Sam provides a lot of wonderful detail of his tuning process, how it works, the thought process, the tools used, and the tradeoffs involved. Here's a short summary of the steps:
- Using their mini-profiler it was shown that a badge detail page was taking 630.3 ms to load, 298.1 ms of that was spent on SQL queries, and then the tool listed the SQL queries for the page and how long each took.

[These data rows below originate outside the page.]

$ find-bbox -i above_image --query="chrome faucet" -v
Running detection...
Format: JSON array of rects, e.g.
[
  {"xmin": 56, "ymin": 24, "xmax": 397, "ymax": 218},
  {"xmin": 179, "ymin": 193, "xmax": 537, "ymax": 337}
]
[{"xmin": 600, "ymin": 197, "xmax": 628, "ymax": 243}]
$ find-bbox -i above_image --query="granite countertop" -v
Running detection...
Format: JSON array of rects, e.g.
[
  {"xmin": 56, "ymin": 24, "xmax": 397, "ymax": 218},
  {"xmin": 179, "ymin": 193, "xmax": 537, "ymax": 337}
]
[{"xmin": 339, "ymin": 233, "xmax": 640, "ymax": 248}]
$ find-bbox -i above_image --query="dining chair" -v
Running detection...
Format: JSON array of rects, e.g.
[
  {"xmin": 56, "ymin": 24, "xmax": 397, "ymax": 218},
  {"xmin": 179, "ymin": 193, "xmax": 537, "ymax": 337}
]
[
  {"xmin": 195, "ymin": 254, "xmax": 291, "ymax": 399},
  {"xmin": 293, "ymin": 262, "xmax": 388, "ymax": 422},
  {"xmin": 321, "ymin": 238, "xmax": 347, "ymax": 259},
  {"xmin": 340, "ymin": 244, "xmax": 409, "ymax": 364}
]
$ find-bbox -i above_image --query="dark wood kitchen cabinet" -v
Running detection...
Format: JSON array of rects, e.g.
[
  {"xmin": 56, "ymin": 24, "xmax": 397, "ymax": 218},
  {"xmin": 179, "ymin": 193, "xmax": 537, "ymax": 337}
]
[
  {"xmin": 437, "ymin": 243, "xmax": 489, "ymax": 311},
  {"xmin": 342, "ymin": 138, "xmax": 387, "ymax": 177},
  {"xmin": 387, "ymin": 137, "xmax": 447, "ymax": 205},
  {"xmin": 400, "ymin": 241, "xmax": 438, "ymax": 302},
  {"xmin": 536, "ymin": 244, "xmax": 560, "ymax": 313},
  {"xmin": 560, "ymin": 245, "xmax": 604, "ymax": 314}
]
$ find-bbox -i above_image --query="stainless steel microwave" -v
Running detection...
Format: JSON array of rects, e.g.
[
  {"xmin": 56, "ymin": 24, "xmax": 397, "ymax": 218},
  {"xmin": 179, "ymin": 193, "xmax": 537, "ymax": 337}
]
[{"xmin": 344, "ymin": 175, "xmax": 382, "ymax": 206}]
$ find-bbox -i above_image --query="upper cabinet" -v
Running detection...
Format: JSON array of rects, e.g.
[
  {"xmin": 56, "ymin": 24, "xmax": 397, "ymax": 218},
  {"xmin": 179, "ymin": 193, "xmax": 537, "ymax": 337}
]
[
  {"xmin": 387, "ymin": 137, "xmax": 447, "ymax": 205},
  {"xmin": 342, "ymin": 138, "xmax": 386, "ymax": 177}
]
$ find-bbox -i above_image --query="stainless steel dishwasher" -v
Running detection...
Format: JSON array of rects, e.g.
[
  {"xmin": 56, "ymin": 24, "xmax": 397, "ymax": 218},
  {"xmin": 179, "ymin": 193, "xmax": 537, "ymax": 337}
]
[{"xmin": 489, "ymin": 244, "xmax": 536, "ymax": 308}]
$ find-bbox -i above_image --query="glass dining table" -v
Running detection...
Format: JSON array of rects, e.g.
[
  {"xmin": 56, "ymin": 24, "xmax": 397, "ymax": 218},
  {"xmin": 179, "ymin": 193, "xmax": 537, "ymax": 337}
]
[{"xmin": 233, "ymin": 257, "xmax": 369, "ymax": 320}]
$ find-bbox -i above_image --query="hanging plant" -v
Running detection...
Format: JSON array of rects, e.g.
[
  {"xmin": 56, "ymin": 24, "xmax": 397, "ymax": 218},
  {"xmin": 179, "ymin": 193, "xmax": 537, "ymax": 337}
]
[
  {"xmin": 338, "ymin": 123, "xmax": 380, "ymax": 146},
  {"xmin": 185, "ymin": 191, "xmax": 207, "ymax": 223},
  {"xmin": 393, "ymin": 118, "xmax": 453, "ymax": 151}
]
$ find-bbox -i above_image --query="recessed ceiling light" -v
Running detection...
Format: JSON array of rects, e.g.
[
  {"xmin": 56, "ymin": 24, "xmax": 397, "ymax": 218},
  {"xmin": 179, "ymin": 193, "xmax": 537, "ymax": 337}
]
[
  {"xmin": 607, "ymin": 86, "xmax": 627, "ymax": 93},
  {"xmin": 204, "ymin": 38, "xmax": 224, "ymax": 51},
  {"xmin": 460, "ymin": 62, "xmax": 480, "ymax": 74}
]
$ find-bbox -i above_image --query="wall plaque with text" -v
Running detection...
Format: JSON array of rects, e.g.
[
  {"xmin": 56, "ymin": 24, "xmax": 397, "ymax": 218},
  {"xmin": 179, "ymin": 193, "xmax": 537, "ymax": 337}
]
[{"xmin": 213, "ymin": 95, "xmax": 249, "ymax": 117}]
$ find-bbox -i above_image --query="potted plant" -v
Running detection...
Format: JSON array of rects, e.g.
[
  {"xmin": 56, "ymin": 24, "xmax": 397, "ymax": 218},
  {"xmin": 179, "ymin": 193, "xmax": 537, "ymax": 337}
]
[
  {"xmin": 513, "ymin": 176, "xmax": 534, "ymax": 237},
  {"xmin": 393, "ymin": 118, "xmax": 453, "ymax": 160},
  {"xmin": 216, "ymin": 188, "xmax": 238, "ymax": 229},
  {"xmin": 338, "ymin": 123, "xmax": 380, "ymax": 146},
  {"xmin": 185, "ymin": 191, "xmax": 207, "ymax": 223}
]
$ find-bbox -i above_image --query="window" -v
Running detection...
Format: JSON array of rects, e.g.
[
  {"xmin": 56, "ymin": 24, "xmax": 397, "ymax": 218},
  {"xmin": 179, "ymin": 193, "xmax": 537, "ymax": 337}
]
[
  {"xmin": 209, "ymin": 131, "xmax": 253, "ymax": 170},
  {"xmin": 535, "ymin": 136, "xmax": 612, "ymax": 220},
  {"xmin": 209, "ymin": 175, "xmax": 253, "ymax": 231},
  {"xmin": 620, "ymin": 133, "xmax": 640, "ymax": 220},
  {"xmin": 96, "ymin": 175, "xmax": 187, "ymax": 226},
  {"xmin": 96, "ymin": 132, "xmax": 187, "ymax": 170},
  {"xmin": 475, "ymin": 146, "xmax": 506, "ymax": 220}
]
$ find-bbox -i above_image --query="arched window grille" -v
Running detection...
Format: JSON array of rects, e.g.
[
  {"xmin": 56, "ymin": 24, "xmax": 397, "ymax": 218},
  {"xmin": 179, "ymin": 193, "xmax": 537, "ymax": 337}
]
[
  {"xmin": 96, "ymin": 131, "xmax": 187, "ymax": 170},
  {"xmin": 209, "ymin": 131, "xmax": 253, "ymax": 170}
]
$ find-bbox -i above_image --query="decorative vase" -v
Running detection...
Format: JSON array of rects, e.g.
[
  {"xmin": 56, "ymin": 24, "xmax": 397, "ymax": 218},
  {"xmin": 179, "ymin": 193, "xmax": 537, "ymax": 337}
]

- From the historical logs, which are stored in HAProxy on a month-by-month basis, Sam was able to determine this page is accessed 26,000 times a day and takes 532ms on average to render. This is too long, yet there are probably higher value problems to be solved, but Google takes speed into account for page rank and Sam thinks this can be done faster.
- Sam noticed:
- There were lots of select queries which Sam calls the N+1 Select Problem. There are many individual detail select queries to get all the data for a master record. More details at: Hibernate Pitfall: Why Relationships Should Be Lazy.
- Half the time was spent on the web server.
- There were some expensive queries.
- Performing a code review the code uses a LINQ-2-SQL multi join. LINQ-2-SQL takes a high level ORM description and generates SQL code from it. The generated code was slow and cost a 10x slowdown in production.
- The strategy was to remove the ORM overhead using Dapper, which is a simple .Net object mapper, to rewrite the query. The resulting code is faster and more debuggable. Linq2Sql is being removed from selects, but is still being used for writes on Stack Overflow.
- In production this query was taking too long, so the next step was to look at the query plan, which showed a table scan was being used instead of an index. A new index was created which cut the page load time by a factor of 10.
- The N+1 problem was fixed by changing the ViewModel to use a left join which pulled all the records in one query.
A NoSQLite might counter that this is what key-value database is for. All that data could have been retrieved in one get, no tuning, problem solved. The counter is then you lose all the benefits of a relational database and it can be shown that the original was fast enough and could be made very fast through a simple turning process, so there is no reason to go NoSQL.